Right now Zhong An Insurance is investing heavily on technology development. The R&D expense from 2014 to 2016 is 22.4, 63.9 and 214.4 million RMB and accounts for 2.8%, 2.8% and 6.3% of total premium income respectively.
Besides, Zhong An Technology, wholly-owned subsidiary of Zhong An Insurance, is pursuing innovation on not only application level but also underlying technology. For example, the cooperation with Hengqin Life, Zhong An’s S series products provide one-stop insurance information solutions. It is an exploration to the digitalization of entire insurance industry.
We believe attempts like those are valuable to the long-term development of insurance industry. Inefficiency in various insurance processes has cost too much and it also represents an opportunity to disrupt and profit from Zhong An.

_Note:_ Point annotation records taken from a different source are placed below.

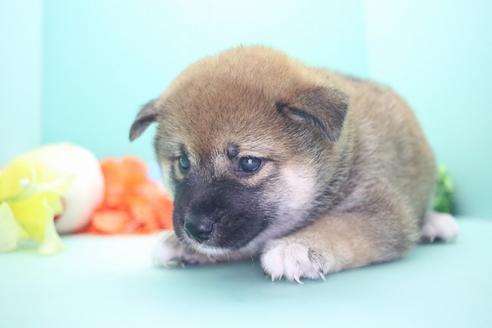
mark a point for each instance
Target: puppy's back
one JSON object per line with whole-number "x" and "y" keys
{"x": 388, "y": 141}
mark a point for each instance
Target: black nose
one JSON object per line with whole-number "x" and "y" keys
{"x": 199, "y": 228}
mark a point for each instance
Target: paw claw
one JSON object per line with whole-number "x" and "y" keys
{"x": 293, "y": 261}
{"x": 439, "y": 226}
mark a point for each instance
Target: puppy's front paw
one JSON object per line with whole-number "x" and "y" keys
{"x": 169, "y": 251}
{"x": 439, "y": 226}
{"x": 294, "y": 260}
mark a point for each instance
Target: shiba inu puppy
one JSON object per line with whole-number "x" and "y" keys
{"x": 310, "y": 170}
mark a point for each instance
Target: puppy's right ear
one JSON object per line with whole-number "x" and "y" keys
{"x": 145, "y": 117}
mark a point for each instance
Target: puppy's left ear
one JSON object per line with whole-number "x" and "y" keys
{"x": 145, "y": 117}
{"x": 322, "y": 109}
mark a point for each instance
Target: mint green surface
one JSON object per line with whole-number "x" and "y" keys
{"x": 109, "y": 282}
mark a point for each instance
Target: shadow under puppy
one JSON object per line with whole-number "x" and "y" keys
{"x": 312, "y": 170}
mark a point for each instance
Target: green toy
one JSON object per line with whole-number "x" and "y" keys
{"x": 444, "y": 195}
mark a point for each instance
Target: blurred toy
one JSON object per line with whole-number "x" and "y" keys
{"x": 58, "y": 182}
{"x": 87, "y": 188}
{"x": 132, "y": 202}
{"x": 30, "y": 198}
{"x": 444, "y": 195}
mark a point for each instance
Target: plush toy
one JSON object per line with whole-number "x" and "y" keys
{"x": 59, "y": 181}
{"x": 132, "y": 203}
{"x": 444, "y": 196}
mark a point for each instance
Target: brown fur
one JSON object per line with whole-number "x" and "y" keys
{"x": 370, "y": 175}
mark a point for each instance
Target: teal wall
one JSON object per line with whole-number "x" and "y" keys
{"x": 105, "y": 58}
{"x": 20, "y": 76}
{"x": 102, "y": 59}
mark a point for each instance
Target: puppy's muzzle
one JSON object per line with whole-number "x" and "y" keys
{"x": 199, "y": 227}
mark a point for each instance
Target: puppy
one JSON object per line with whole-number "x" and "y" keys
{"x": 311, "y": 170}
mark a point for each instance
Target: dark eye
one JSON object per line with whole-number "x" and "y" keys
{"x": 184, "y": 163}
{"x": 249, "y": 164}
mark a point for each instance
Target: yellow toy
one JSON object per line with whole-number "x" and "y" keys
{"x": 30, "y": 198}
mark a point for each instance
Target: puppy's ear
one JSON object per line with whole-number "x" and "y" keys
{"x": 145, "y": 117}
{"x": 321, "y": 108}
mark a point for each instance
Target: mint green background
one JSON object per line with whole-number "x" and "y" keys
{"x": 78, "y": 70}
{"x": 109, "y": 282}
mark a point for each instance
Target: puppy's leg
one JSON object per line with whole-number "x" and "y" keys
{"x": 169, "y": 251}
{"x": 341, "y": 241}
{"x": 438, "y": 226}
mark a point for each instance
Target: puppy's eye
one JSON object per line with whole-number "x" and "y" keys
{"x": 249, "y": 164}
{"x": 184, "y": 163}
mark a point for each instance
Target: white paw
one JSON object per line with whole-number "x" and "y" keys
{"x": 293, "y": 260}
{"x": 439, "y": 226}
{"x": 169, "y": 251}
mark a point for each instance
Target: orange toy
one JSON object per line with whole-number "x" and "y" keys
{"x": 132, "y": 202}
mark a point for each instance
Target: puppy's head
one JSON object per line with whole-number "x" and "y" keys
{"x": 249, "y": 138}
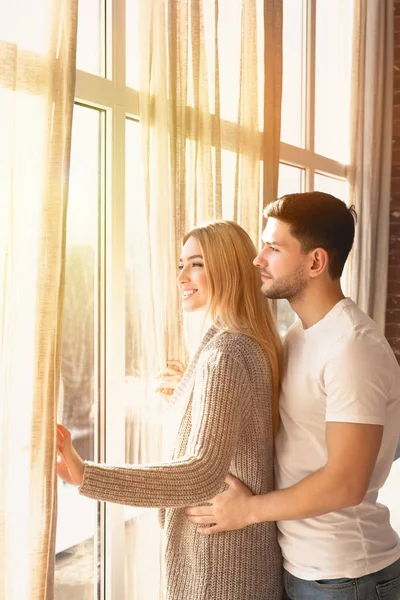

“In the future, whether you are digital insurance company or traditional insurer, the destination is the same which is to digitalize insurance and grab the emerging market.” Chen Jin, COO of Zhong An said.
We cannot be sure if there are bubbles in Zhong An’s valuation now. But what we can be sure is, to evaluate a potentially disrupting startup, innovation and long-term development are the key indices. It’s not about competing in an existing market, it’s about bringing a complete new world to the stage.
What is the future? We believe it’s efficiency improvement and less cost with the help of technologies which is the cause Zhong An is pursuing. We are glad that insurance industry has Zhong An as a pioneer. Maybe we will see the trends and disruption brought by them soon.